勝負を懸けるゲーム終盤に、これほど頼りになる男はいない。警戒をかいくぐり高確率で成功させるスチールと巧みな走塁技術、そして脚力を生かした堅実でダイナミックに魅せる守備。常に重要任務を託される中で、今季達成した通算200盗塁の価値は、数字以上と考える必要があるだろう。ジャイアンツが誇るスペシャリスト・鈴木尚広に話を聞いた。
取材・構成=坂本匠、写真=大泉謙也、菅原淳、桜井ひとし

僕らしい200盗塁
成功率が最も重要


――塁上で“勝負します”の決意を込めたオレンジの走塁用手袋がグラウンドの緑に映えていますね。

鈴木尚 少し前まではシルバーのラインが入っていたりしたんですが、年々飾りが削ぎ落とされて今はもうオレンジ一色。2006年ころから採用しているので、ファンの皆さんにも『鈴木=オレンジ』と認識していただけていますね。1シーズンでこの1セットを使い続けると決めていて、けん制を受ける機会も多いですから、5月末ですが、いい汚れ具合になってきているんじゃないかと思います。

――手袋の傷は、厳しい警戒をくぐり抜けてきた証しですね。

鈴木尚 そうですね。
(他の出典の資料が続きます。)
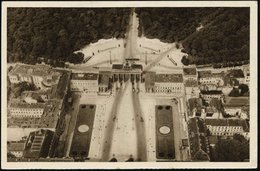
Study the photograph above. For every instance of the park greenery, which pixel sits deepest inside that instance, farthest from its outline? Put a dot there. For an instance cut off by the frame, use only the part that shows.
(234, 149)
(222, 41)
(51, 35)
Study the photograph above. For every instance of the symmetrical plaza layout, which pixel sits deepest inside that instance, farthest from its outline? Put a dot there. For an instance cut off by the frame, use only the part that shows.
(131, 99)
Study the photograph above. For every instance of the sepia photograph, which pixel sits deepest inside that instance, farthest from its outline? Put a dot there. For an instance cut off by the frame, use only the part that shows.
(99, 84)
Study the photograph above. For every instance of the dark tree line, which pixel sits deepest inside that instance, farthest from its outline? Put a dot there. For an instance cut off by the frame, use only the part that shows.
(223, 40)
(55, 33)
(231, 150)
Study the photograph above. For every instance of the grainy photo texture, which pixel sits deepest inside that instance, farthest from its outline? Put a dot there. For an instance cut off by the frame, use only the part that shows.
(128, 84)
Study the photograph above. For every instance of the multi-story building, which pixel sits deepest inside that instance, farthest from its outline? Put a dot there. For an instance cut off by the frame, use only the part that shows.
(169, 83)
(207, 77)
(195, 107)
(16, 148)
(237, 74)
(87, 82)
(190, 73)
(246, 70)
(164, 83)
(227, 127)
(233, 106)
(35, 74)
(104, 82)
(22, 109)
(199, 146)
(209, 95)
(38, 144)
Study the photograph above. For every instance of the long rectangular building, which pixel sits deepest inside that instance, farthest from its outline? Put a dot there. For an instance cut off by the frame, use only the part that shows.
(164, 83)
(87, 82)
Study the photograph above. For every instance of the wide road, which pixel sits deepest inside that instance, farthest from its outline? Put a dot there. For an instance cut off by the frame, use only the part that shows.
(110, 126)
(70, 130)
(131, 36)
(140, 128)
塁上でこの傷を見るとスイッチが入ります。

――そんな警戒をかいくぐり、今シーズンは5月25日時点で3盗塁。4月29日のヤクルト戦(東京ドーム)では、プロ野球史上72人目の200盗塁を達成しました。

鈴木尚 盗塁が記録されるかどうか微妙なケースでしたね(編集部注*同点の9回裏一死一、三塁で、一走・アンダーソンの代走で出場)。三塁ランナーが還ればサヨナラで、守備隊形を見ても二塁ベースカバーに入らなそうでしたから、初球から走ったのですが、これ盗塁になるのかな? と(笑)。

――トップスピードに乗って、代名詞でもある、飛ぶスライディングは見られず、スタンディングで二塁へ。しかも、緊迫の場面で花束贈呈もアナウンスもなかったですから、記録達成を待っていたファンも喜ぶに喜べず……。

鈴木尚 そうでしたね(笑)。長くやっていれば、こういうケースもあるということで。僕らしいと言えば、僕らしいですよね。

――ただ、試合後にお話を聞いても、その直後にサヨナラとしたことに喜びを表しつつ、ご自身の記録に関してはサラリと振り返るにとどめたことが印象的でした。